Lindsay Levesque, history teacher from Brattleboro Union High School, noted: “I always learn something new—and I enjoy the community of teachers and to keep connections with the small group of other Holocaust educators.”

One participant observed that the professional development workshop afforded “ideas for how to reach my 7th and 8th grade students, meet them where they are at emotionally while teaching the gravity of the Holocaust and making it relevant to their world today.”

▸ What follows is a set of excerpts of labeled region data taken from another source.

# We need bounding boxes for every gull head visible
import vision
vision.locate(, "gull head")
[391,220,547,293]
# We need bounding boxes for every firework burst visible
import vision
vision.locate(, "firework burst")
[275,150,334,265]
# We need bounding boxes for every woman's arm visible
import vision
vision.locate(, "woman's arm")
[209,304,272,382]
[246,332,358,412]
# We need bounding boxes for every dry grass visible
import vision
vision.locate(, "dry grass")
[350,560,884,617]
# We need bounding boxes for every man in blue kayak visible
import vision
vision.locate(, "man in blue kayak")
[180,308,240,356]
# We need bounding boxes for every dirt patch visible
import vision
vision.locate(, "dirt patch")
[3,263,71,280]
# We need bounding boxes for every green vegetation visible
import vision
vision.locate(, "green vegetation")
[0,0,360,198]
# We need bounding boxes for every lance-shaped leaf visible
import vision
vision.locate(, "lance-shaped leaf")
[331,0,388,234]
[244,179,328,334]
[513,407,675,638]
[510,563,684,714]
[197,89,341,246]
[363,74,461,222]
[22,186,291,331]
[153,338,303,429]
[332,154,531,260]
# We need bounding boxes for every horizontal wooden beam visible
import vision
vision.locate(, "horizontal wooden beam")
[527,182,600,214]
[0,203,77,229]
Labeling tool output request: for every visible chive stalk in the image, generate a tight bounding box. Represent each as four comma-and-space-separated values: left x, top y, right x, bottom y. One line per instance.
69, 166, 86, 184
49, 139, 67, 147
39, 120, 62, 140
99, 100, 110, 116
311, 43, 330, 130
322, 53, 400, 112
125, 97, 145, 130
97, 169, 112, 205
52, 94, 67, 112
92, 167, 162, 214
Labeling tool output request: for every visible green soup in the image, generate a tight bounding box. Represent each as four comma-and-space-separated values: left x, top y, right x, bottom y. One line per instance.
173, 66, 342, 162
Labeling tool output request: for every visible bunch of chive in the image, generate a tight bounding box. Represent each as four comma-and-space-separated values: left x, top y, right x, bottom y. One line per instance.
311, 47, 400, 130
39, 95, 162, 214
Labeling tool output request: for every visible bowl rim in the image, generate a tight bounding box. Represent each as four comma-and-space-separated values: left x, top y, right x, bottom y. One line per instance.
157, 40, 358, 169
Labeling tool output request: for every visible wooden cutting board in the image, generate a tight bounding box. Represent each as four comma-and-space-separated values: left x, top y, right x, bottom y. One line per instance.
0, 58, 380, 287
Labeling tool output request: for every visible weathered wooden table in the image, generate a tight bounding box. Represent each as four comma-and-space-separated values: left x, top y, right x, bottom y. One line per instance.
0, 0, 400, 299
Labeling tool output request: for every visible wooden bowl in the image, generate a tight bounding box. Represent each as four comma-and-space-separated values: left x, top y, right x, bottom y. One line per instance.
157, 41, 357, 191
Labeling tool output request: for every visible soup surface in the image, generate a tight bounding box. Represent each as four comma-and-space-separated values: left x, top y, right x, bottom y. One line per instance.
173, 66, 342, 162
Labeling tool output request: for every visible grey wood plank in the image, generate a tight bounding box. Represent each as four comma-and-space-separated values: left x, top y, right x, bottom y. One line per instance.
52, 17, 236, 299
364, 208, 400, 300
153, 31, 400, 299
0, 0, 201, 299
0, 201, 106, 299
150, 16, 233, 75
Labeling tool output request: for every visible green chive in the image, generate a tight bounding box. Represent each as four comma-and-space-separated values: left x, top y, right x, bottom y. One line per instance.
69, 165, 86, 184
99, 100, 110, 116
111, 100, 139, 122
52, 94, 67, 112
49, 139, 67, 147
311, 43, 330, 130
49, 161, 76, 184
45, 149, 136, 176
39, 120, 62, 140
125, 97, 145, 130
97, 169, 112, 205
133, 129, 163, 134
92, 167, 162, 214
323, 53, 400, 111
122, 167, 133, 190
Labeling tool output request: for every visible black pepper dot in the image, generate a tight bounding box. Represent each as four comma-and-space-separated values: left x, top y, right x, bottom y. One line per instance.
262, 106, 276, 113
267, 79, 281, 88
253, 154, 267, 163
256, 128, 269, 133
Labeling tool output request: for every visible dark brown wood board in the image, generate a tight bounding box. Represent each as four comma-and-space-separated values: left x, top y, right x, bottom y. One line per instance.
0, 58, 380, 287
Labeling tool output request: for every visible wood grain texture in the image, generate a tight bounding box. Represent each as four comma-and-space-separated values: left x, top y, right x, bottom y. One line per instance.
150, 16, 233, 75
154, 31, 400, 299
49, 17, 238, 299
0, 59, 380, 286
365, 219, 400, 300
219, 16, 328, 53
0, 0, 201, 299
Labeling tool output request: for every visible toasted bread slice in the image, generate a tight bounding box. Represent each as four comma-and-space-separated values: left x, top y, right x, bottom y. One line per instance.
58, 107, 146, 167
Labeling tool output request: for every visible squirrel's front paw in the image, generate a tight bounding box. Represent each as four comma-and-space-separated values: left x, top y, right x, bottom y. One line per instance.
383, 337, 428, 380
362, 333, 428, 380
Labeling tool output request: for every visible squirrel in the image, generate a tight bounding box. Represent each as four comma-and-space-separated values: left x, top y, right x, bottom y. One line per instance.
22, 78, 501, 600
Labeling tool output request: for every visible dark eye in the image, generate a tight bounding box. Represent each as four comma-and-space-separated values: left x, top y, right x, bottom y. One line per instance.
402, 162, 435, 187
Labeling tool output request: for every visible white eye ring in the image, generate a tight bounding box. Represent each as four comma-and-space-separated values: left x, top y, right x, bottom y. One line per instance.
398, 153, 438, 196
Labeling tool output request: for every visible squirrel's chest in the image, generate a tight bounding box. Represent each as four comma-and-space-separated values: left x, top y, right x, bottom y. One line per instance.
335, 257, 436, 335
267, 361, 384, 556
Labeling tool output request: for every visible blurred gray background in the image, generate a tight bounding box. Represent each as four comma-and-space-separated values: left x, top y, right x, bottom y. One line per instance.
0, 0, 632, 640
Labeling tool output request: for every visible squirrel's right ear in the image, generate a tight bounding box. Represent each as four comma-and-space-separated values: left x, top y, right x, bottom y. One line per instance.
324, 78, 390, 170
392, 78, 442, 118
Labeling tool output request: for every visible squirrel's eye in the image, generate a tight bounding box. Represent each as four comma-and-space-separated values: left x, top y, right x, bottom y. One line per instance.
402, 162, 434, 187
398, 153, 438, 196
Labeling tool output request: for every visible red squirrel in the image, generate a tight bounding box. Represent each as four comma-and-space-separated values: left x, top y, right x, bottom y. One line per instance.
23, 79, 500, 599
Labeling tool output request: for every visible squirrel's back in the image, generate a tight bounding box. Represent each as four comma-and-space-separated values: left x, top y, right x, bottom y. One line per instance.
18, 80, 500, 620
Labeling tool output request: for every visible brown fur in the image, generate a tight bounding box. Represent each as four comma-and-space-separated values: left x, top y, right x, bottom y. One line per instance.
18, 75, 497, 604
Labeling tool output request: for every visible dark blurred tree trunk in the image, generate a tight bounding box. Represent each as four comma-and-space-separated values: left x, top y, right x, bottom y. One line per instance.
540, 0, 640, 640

An assistant principal in attendance, pointed out that “Given our political and social standing today I feel it is a crucial time to teach Holocaust and genocide… we need to show students how the propaganda at that time is similar to what they are now experiencing.”

One teacher at the workshop noted a student denied the existence of the Holocaust and they were there to learn ways to deal with such issues.

“Vermonters of good conscience, and the Jewish community in particular, are taken aback by the extraordinary surge in hatred and antisemitism,” said Steinerman. “Vermont is not immune to this kind of intolerance—motivated educators can be Vermont’s first line of defense, given the proper tools and support.”

Through the upcoming Vermont Holocaust Education Week (April 1-5, 2024), their speaker’s bureau, mobile exhibits, Leaf Project, and educator workshops, VTHM, the only Holocaust education memorial in the state, is committed to teaching the lessons of the Holocaust by honoring lives lost and sharing stories of survival. “We encourage standing up to hatred wherever it appears. It is our hope that the Vermont legislature will pass the “Vermont Holocaust Studies Act” (S.87 and H.294) this session, to ensure these timely lessons will be shared in our schools for our students’ futures,” says Steinerman.

The Vermont Holocaust Memorial is grateful to Burlington’s Ohavi Zedek Synagogue and the Lost Mural Project (www.lostmural.org) for partnering in this year’s workshop.